El segundo y sucesivos eslabones tienen que ver con las posibilidades reales de promoción con garantías. Todo el mundo parece estar previamente convencido de que el examen en si no es mas que un mero trámite que hay que cumplir por imperativo legal, pero que nada añade en limpieza y transparencia, y permite, en cambio, ocultar infinidad de maniobras poco claras para hacerse con una de las plazas en juego.

Es normal y frecuente que, desde el momento de la publicación de la convocatoria, el personal realice porras y apuestas sobre quienes serán finalmente los elegidos y todo el mundo parece coincidir y apostar por determinados candidatos, que finalmente se ven confirmados por los resultados.  Realmente es difícil equivocarse cuando cuentas con suficiente información sobre trayectorias vitales y posibles padrinazgos.

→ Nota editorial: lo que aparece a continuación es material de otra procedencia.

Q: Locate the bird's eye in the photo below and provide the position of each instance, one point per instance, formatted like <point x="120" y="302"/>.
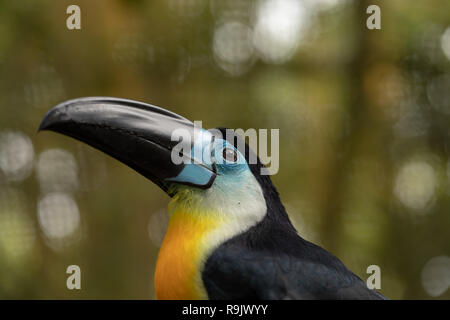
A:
<point x="229" y="155"/>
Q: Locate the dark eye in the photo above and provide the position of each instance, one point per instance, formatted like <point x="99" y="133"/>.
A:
<point x="229" y="154"/>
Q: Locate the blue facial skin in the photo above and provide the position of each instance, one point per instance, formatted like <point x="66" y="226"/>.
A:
<point x="208" y="157"/>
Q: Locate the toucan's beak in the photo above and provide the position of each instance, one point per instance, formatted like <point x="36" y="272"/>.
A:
<point x="135" y="133"/>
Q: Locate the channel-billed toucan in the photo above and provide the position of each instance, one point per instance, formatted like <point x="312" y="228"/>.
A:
<point x="229" y="236"/>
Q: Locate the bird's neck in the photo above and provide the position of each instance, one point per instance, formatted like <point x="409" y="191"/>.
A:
<point x="192" y="236"/>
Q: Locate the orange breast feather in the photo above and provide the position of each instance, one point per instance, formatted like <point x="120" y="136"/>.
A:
<point x="181" y="257"/>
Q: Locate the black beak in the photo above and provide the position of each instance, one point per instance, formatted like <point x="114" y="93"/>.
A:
<point x="135" y="133"/>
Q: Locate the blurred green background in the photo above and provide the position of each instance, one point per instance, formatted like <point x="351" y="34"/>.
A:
<point x="363" y="116"/>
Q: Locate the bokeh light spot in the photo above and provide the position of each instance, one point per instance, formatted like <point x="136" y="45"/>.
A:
<point x="415" y="185"/>
<point x="16" y="155"/>
<point x="58" y="216"/>
<point x="280" y="26"/>
<point x="232" y="47"/>
<point x="57" y="171"/>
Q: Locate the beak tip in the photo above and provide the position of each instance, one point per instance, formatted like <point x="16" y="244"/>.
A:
<point x="53" y="118"/>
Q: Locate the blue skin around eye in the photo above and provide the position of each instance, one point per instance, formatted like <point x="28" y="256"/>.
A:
<point x="198" y="175"/>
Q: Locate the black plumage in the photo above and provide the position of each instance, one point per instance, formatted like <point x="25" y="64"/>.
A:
<point x="271" y="261"/>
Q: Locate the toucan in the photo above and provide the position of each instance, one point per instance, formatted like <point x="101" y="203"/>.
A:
<point x="229" y="236"/>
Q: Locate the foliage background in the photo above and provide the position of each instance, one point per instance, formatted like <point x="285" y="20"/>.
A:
<point x="363" y="115"/>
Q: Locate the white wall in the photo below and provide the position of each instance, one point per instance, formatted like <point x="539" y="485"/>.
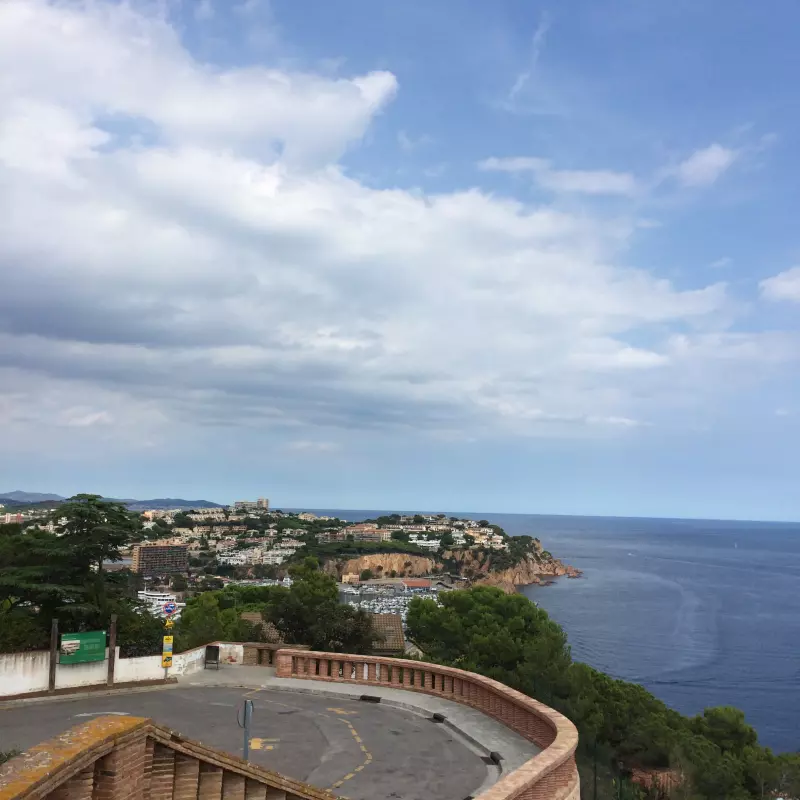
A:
<point x="69" y="675"/>
<point x="143" y="668"/>
<point x="230" y="653"/>
<point x="190" y="661"/>
<point x="21" y="673"/>
<point x="24" y="672"/>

Recuerdo que la última vez que cometí la insensatez de presentarme a una de estas convocatorias, hace ya bastantes años, el cúmulo de despropósitos fue total. Tengo aún bastante vívida la imagen del compañero que en la sala de oposiciones se sentaba a mi derecha.  Desde el primer segundo, incluso desde varias horas antes del examen, se mostró sumamente nervioso y  anómalamente alterado,  parecía que le iba la vida en ese examen.  La prueba escrita consistía en un supuesto práctico de derecho penal puro y duro.  Se trataba de uno de los supuestos que solían caer en los exámenes finales de la facultad de derecho, que, por cierto, tuve la oportunidad de resolver satisfactoriamente como en otras ocasiones. Durante las pruebas escritas pude observar que el compañero de mi derecha únicamente acertó a poner su nombre en la parte superior del folio de examen.  Le dio varias vueltas como tratando de encontrar el agujero por el que pudieran fugarse sus esperanzas y cuando vio que aquello era imposible y que no mecería la pena permanecer mas tiempo ante el acusador papel, apenas cinco minutos después del inicio, se levantó y entregó su examen en blanco.  No consiguió contestar ni una sola de las preguntas que nos formularon.  A pesar de ello, aprobó ese examen y consiguió su ansiada plaza. ¡Todo un alarde de sabiduría oriental!.  Evidentemente el criterio corrector del tribunal se había dado un tiempo muerto cuando a sus manos llegó el examen de este candidato. Y este no fue el único caso con características similares, aunque todo pudo ser fruto subjetivo de la envidia, ………de mi envidia.

Por supuesto, a raíz de esta experiencia tomé la decisión de, en sucesivas convocatorias, mantenerme totalmente al margen, salvo que desde las instancias oportunas se ofrecieran garantías suficientes de limpieza, claridad, justicia y honestidad en el desarrollo del proceso.  Como convocatoria tras convocatoria las porras han tenido un rotundo éxito, no he vuelto a repetir la experiencia y solo he seguido los acontecimientos desde la apatía, desde la distancia y desde el desencanto, pero siempre con mi boleto de apuesta segura o casi segura en el bolsillo.

La historia insiste en repetirse.


La navaja de Occam

“En ausencia de evidencia, es mejor pronunciarse por la teoría mas simple.”